Monday, February 1, 2016

When to terminate (or at least reconsider) a data repurposing project

"Not everything that counts can be counted, and not everything that can be counted counts." - William Bruce Cameron

The most valuable features of data worth repurposing are:

1. Data that establishes uniqueness or identity
2. Data that accrues over time, documenting the moments when data objects are obtained (i.e., time-stamped data)
3. Data that establishes membership in a defined group or class
4. Data that is classified, for every object in a knowledge domain
5. Introspective data - data that explains itself

A different set of properties characterize data sets that are virtually useless for data repurposing projects.

1. Data sets that are incomplete or unrepresentative of the subject domain. You cannot draw valid conclusions, if the data you are analyzing is unrepresentative of the data domain under study.

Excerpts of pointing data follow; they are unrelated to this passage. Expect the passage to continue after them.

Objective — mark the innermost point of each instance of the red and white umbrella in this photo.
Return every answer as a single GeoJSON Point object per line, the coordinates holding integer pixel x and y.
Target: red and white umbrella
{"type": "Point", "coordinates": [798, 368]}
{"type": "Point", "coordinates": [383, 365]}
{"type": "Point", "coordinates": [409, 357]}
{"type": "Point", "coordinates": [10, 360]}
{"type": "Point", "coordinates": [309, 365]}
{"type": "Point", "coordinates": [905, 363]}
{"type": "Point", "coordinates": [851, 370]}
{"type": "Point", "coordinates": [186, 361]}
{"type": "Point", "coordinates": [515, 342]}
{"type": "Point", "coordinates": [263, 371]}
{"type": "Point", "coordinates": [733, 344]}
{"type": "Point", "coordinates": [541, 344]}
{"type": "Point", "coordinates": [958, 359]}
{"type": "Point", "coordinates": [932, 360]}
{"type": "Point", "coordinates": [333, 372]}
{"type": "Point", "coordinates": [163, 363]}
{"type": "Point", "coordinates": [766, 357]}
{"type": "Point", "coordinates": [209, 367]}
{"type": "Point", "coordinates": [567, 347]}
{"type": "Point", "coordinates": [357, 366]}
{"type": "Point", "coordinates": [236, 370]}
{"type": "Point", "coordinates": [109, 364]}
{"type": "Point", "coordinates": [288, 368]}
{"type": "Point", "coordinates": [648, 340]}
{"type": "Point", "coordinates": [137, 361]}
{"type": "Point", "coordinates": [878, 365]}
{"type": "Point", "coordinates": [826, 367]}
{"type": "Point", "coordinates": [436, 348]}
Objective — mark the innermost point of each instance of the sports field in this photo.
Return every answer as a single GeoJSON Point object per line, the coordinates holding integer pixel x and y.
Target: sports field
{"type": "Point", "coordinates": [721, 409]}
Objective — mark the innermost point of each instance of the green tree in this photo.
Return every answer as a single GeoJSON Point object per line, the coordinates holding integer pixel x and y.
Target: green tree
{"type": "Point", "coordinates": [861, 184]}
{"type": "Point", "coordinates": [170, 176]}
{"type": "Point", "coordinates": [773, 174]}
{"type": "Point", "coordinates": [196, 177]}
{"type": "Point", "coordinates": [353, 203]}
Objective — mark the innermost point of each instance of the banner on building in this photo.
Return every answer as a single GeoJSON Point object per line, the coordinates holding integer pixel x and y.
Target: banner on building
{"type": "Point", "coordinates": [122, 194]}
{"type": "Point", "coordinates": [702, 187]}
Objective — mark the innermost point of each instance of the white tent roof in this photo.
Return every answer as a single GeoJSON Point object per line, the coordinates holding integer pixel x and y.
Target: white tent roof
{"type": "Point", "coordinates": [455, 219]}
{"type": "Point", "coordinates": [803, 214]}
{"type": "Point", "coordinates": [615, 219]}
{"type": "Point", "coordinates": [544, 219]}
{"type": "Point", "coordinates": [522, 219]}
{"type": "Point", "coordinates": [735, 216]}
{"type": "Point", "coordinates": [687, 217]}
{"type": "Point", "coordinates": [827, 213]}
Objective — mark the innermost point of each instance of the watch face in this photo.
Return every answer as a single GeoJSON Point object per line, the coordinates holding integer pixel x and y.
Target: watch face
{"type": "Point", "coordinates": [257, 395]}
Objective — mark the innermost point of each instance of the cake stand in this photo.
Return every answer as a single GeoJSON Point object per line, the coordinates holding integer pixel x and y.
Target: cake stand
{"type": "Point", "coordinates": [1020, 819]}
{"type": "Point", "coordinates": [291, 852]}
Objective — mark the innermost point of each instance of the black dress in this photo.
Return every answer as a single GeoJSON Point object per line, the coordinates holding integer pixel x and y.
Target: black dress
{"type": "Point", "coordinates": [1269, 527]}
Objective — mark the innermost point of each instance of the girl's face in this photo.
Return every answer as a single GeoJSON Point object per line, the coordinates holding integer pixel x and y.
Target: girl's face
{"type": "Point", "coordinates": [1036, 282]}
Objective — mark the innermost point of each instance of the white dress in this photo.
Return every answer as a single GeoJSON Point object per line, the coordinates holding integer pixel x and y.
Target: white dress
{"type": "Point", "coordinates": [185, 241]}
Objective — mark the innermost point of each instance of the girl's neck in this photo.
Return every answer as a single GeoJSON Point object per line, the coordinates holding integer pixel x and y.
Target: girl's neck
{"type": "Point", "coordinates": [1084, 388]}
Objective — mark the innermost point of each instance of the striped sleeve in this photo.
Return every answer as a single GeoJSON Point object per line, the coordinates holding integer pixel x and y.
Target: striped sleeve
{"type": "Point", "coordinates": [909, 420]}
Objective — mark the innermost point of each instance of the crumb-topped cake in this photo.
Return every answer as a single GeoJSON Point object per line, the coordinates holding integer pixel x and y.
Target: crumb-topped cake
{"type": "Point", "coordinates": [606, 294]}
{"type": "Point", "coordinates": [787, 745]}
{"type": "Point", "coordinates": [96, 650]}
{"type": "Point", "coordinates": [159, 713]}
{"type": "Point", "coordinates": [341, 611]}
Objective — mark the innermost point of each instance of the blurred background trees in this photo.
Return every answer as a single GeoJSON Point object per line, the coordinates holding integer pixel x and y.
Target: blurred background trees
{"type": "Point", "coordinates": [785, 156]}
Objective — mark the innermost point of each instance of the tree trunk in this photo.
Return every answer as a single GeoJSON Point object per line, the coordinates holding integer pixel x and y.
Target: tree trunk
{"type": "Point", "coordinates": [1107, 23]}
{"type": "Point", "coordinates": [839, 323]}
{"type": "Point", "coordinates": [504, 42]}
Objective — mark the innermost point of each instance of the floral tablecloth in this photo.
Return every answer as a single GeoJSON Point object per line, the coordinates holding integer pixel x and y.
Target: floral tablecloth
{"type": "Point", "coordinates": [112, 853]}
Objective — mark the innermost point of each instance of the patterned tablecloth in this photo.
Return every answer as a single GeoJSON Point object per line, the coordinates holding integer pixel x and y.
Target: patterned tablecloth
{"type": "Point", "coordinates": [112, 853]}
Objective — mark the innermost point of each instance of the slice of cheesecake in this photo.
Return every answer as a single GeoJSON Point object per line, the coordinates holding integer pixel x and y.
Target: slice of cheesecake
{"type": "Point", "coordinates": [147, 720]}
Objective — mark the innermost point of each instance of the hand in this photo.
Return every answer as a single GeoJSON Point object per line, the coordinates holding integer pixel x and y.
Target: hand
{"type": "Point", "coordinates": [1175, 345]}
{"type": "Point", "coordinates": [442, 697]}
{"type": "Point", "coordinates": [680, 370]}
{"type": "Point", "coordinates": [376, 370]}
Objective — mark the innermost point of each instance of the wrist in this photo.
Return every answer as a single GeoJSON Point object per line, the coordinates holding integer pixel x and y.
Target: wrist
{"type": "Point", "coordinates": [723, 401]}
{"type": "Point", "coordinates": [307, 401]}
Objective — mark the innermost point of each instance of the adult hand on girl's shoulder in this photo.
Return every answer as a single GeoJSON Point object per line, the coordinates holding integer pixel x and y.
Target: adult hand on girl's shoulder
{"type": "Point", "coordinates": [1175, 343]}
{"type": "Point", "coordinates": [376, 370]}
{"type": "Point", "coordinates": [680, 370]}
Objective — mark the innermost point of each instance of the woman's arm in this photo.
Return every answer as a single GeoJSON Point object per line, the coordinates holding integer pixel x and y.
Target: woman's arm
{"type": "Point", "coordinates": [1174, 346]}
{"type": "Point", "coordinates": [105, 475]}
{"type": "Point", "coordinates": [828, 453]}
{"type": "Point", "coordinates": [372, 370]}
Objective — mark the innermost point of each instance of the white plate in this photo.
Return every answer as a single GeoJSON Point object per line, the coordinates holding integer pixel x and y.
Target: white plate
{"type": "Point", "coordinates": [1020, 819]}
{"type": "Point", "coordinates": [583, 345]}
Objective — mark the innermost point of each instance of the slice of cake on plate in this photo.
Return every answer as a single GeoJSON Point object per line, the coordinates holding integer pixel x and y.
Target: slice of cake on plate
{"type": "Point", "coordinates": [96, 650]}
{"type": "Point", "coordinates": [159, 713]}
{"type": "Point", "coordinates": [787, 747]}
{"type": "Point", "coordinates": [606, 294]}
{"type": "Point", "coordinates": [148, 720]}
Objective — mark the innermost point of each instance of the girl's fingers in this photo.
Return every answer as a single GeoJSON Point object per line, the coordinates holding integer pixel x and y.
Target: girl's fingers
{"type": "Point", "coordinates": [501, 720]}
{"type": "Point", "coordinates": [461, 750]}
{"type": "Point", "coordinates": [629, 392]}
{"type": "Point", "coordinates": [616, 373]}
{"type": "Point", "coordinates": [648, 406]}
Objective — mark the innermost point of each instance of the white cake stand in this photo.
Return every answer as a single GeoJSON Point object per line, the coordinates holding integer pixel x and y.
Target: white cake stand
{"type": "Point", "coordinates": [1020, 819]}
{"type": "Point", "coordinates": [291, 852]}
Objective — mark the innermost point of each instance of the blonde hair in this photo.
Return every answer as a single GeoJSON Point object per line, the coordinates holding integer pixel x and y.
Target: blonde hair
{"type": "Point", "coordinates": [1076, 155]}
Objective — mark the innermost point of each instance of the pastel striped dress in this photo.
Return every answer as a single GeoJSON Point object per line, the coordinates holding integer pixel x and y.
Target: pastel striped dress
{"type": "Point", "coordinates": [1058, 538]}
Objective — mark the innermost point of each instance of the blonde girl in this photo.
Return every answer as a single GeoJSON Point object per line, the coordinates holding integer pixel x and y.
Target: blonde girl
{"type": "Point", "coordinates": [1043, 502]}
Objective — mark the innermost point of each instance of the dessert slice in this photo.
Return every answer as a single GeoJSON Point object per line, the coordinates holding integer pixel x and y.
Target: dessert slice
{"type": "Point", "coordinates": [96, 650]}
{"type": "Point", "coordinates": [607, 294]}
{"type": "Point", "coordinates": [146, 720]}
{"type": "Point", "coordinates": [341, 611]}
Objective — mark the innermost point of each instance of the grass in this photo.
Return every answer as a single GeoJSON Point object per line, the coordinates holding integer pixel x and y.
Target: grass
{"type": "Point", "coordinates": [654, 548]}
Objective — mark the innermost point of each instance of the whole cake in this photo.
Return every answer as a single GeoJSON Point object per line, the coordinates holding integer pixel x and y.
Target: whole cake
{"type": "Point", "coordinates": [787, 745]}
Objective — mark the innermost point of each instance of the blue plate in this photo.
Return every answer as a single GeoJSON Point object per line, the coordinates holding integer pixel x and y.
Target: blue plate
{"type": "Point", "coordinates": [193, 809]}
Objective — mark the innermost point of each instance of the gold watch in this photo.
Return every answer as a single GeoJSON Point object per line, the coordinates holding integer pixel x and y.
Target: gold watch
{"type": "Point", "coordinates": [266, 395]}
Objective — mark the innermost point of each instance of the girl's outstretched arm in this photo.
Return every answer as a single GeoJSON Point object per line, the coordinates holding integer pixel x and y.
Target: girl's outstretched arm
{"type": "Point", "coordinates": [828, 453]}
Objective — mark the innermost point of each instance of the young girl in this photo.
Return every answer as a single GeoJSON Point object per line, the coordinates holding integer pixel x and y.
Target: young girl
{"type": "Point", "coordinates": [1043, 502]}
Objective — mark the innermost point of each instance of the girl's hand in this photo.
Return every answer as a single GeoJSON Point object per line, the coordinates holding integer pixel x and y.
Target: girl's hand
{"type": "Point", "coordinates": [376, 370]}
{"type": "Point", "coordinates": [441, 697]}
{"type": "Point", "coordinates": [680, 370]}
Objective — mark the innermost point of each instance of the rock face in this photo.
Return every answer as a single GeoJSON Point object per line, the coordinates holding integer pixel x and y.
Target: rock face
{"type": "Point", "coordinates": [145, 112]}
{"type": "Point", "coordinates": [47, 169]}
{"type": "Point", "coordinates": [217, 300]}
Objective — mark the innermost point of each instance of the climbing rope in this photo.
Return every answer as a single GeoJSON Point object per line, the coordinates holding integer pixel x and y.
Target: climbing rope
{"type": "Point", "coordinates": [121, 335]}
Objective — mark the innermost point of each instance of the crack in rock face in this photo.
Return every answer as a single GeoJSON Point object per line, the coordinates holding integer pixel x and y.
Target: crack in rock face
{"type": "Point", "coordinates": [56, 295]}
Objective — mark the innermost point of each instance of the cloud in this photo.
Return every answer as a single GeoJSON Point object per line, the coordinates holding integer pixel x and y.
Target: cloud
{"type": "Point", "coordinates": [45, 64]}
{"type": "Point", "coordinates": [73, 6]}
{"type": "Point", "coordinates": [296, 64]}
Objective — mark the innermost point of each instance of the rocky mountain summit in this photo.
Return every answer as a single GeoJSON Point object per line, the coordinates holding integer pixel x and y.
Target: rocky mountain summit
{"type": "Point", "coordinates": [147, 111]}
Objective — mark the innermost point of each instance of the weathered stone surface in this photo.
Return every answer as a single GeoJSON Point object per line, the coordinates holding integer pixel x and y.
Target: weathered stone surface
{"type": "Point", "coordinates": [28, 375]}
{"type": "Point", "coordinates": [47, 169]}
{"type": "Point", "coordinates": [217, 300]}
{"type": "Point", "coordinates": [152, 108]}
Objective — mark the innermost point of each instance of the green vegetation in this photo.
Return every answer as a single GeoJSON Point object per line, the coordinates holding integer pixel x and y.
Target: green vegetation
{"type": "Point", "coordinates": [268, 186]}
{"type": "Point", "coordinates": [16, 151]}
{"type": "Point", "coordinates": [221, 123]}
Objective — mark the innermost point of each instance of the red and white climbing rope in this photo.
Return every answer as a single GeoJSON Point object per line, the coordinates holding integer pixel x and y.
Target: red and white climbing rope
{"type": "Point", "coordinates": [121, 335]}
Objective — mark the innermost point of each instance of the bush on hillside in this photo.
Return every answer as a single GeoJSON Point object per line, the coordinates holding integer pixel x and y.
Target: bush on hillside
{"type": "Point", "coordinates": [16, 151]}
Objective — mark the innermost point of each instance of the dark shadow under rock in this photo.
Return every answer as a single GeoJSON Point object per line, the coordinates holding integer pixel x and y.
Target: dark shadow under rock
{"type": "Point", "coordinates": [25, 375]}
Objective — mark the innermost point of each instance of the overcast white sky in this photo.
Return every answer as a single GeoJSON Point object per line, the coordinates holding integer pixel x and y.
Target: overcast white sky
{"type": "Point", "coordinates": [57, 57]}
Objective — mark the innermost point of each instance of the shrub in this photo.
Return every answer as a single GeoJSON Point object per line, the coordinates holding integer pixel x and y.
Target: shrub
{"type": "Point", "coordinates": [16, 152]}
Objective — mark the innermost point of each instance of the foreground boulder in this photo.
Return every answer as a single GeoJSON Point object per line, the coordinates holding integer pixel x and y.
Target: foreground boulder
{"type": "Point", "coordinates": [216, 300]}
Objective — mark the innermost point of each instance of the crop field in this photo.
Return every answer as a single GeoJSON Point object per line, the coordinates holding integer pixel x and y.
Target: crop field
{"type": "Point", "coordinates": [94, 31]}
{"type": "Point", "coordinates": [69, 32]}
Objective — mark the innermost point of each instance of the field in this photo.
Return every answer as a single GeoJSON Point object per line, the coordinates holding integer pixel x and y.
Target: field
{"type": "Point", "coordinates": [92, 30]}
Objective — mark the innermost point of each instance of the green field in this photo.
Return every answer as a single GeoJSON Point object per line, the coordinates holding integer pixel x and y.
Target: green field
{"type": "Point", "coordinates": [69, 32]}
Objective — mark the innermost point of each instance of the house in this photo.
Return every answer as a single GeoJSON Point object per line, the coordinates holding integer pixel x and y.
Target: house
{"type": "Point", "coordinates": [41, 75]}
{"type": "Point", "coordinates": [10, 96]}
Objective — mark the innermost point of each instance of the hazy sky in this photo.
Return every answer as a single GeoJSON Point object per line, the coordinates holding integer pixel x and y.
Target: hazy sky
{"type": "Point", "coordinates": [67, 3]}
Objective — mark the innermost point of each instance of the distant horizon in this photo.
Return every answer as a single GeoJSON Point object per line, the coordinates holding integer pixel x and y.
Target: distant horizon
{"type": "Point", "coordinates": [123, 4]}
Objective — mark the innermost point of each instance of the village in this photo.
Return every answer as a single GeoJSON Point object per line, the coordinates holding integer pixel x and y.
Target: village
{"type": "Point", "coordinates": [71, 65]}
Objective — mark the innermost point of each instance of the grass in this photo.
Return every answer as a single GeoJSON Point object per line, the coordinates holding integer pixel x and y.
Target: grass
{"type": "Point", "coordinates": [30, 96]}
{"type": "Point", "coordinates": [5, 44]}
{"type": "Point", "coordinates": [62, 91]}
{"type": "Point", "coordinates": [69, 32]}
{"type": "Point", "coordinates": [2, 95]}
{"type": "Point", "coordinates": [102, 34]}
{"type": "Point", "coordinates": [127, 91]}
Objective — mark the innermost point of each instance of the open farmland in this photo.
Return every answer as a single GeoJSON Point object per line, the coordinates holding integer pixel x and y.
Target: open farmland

Having a large set of data does not guarantee that your data is complete and representative. Danah Boyd, a social media research, gives the example of a scientist who is analyzing the complete set of tweets made available by Twitter (1). If Twitter removes tweets containing expletives, or tweets composed of non-word character strings, or tweets containing highly charged words, or tweets containing certain types of private information, then the resulting data set, no matter how large it may be, is not representative of the population of senders (See Glossary item. Privacy versus confidentiality). If the tweets are available as a set of messages, without any identifier for senders, then the compulsive tweeters (those who send hundreds or thousands of tweets) will be over-represented, and the one-time tweeters will be under-represented. If each tweet were associated with an account, and all the tweets from a single account were collected as a unique record, then there would still be the problem created by tweeters who maintain multiple accounts (See Glossary item, Representation bias).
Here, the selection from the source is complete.